Oregon lawmakers expect to include $100 million for infrastructure in the state’s rural areas in their spending plans, money available thanks to a nearly $1 billion surplus.
Majority Democrats handed $100 million to Republicans to spend as they please in an attempt to counteract some of the acrimony that has existed between the parties in recent years.
“It’s a good day when Republicans and Democrats can come together for the good of all Oregonians,” Senate Republican Leader Tim Knopp, R-Bend, said. “This money will help move forward important public projects throughout Oregon.”
Republicans’ priorities comprise infrastructure projects in rural areas, that will include repairs to roads, bridges and sewer systems.
“As our infrastructure ages, small towns are looking at big price tags to replace or repair water and sewer systems, bridges and public buildings,” Rep. David Gomberg, D-Otis said. “Now with the state’s help and federal dollars on the way, we can bring lasting change to rural communities across our state.”
Lawmakers have until March 7 to agree on a spending plan for a $789 million revenue windfall revealed in the February forecast by the state’s Office of Economic Analysis for the 2021-23 biennium. The forecast showed personal and corporate income taxes, lottery sales and other sources are all outpacing projections from its December forecast.
Oregon Gov.
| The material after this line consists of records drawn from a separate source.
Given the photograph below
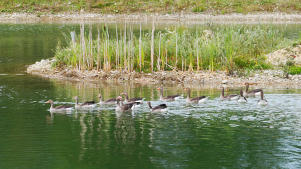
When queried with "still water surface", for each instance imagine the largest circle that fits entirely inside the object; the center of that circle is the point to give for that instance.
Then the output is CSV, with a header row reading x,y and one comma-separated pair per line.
x,y
212,135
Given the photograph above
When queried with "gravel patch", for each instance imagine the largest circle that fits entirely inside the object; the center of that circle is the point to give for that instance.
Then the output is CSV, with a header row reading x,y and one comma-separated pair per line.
x,y
206,79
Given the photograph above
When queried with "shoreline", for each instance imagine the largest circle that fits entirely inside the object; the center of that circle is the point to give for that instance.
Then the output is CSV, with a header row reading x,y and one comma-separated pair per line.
x,y
268,79
187,18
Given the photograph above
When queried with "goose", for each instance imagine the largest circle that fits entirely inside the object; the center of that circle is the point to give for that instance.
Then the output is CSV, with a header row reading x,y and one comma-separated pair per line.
x,y
123,107
87,104
59,108
262,101
159,108
167,98
242,99
228,97
109,101
135,99
252,93
200,99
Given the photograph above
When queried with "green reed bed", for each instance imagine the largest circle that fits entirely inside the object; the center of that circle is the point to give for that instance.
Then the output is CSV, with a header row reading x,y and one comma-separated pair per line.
x,y
231,47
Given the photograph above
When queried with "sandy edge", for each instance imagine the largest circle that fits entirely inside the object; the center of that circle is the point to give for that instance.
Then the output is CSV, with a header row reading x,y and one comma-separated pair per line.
x,y
272,79
188,18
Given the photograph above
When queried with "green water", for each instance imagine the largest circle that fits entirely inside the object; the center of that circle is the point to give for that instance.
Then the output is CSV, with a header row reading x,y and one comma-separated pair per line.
x,y
212,135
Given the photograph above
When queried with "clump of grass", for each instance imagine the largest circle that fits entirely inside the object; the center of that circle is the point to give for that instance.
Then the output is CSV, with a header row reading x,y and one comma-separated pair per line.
x,y
169,6
229,48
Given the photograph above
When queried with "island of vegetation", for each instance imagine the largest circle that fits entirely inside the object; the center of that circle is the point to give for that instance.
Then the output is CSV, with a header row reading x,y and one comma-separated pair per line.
x,y
177,53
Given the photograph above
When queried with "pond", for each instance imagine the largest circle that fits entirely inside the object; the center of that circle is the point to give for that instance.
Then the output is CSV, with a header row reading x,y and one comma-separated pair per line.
x,y
216,134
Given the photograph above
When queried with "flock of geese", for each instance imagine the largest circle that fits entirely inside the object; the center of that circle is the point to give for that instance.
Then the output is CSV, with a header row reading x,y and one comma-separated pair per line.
x,y
124,103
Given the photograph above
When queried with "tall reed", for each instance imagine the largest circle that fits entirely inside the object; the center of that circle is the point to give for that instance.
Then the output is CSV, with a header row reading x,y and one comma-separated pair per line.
x,y
207,48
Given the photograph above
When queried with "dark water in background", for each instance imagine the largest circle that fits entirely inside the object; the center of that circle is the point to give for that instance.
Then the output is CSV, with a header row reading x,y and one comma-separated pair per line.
x,y
212,135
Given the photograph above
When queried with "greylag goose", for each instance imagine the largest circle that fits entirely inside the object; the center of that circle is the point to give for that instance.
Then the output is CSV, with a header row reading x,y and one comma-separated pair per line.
x,y
252,93
200,99
242,98
87,104
123,107
59,108
167,98
228,97
109,101
262,101
159,108
135,99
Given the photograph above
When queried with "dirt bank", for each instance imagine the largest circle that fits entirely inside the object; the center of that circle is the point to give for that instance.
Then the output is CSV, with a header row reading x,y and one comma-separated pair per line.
x,y
159,18
264,79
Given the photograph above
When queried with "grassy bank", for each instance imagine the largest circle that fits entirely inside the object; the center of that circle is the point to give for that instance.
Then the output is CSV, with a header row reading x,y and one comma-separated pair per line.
x,y
230,48
149,6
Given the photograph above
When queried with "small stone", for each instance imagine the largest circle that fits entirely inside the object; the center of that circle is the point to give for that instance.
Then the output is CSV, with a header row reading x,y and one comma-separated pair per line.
x,y
224,81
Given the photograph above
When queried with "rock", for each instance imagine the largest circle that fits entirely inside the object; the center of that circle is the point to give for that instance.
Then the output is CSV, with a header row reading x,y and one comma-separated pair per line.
x,y
281,56
224,81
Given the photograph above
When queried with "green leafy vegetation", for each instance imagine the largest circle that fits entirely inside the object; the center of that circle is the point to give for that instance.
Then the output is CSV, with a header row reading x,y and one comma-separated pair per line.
x,y
149,6
295,70
229,48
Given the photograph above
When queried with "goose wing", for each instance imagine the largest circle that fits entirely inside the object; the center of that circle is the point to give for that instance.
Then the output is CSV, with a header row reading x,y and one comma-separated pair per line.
x,y
88,103
198,98
111,100
135,99
173,96
128,106
255,91
63,107
161,106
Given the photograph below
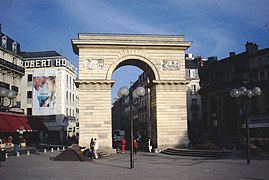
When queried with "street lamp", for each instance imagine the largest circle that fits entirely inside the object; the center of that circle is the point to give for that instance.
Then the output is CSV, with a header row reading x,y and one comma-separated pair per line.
x,y
6,93
134,98
246,93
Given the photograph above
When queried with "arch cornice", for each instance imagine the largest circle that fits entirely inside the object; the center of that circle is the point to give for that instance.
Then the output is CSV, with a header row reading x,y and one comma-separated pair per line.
x,y
114,65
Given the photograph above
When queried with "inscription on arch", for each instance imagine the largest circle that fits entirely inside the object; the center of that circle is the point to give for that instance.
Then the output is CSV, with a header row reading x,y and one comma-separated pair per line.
x,y
170,65
94,64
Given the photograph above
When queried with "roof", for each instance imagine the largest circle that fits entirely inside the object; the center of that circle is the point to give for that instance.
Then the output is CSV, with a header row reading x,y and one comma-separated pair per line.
x,y
10,122
191,64
9,43
39,54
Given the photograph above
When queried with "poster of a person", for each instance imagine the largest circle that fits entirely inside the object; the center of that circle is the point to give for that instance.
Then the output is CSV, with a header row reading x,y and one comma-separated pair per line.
x,y
45,90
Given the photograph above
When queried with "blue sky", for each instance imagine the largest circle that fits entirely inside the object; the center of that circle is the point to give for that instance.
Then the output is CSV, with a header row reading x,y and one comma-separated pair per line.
x,y
215,27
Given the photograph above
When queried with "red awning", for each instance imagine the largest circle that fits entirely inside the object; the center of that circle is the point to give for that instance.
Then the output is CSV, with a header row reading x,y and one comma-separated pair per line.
x,y
14,122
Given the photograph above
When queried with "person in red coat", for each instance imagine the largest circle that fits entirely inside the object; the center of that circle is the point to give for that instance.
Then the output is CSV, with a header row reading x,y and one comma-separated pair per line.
x,y
135,146
123,144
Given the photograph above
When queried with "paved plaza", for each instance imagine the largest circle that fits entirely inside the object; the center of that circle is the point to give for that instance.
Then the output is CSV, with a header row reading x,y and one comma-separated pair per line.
x,y
147,166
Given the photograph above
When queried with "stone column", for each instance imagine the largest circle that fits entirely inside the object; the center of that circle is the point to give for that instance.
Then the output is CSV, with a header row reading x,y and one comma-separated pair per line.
x,y
95,113
169,114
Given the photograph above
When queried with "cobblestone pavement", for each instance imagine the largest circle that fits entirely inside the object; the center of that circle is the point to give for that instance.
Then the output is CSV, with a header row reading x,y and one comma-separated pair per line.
x,y
147,166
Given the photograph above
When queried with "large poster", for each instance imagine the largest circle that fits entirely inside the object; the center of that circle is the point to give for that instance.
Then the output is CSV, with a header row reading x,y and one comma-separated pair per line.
x,y
44,92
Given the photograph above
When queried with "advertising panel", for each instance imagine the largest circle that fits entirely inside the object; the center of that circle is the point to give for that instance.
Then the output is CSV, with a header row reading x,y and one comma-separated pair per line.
x,y
44,92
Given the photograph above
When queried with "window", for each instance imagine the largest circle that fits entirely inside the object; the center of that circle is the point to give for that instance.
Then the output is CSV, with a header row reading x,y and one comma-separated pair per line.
x,y
262,75
67,80
4,41
14,47
194,101
30,78
73,99
187,73
193,89
67,96
70,81
29,111
29,94
193,73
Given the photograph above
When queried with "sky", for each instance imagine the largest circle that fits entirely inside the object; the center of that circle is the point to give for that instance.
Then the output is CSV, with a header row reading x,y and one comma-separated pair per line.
x,y
215,27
Kate Brown, a Democrat, who will be termed out this year, called the availability of the surplus “a pivotal moment” for the state when the forecast was announced.
The excess revenues are in addition to $179 million of unspent money from the last budget carried over to this session, for a total of $968 million of unanticipated funds.
Lawmakers have just a 35-day session that began Feb. 1 to make changes to the state’s $25.5 billion general fund budget approved for the 2021-23 biennium last year.
Priorities identified by the Democratic leadership are behavioral health, public safety, homelessness, energy efficiency and education.
Another $100 million will go for climate resilience projects, such as energy efficiency improvements, solar energy and drought relief. Sewer upgrades, wastewater and drinking water treatment are included in the mix.
Some of that funding will also help reduce transportation emission by building charging networks for trucks and include incentives for Oregonians to purchase electric vehicles. It also earmarks money for upgrades to the aging fuel storage systems that are vulnerable to earthquakes.
“Drought, fire and other climate disruptions put the most vulnerable Oregonians at great risk,” said Sen. Kate Lieber, D-Beaverton, chair of the Senate Committee on Energy and Environment. “By investing in resilient homes and clean energy, we can build safer and healthier communities, reduce the cost of energy for consumers and create good paying jobs.”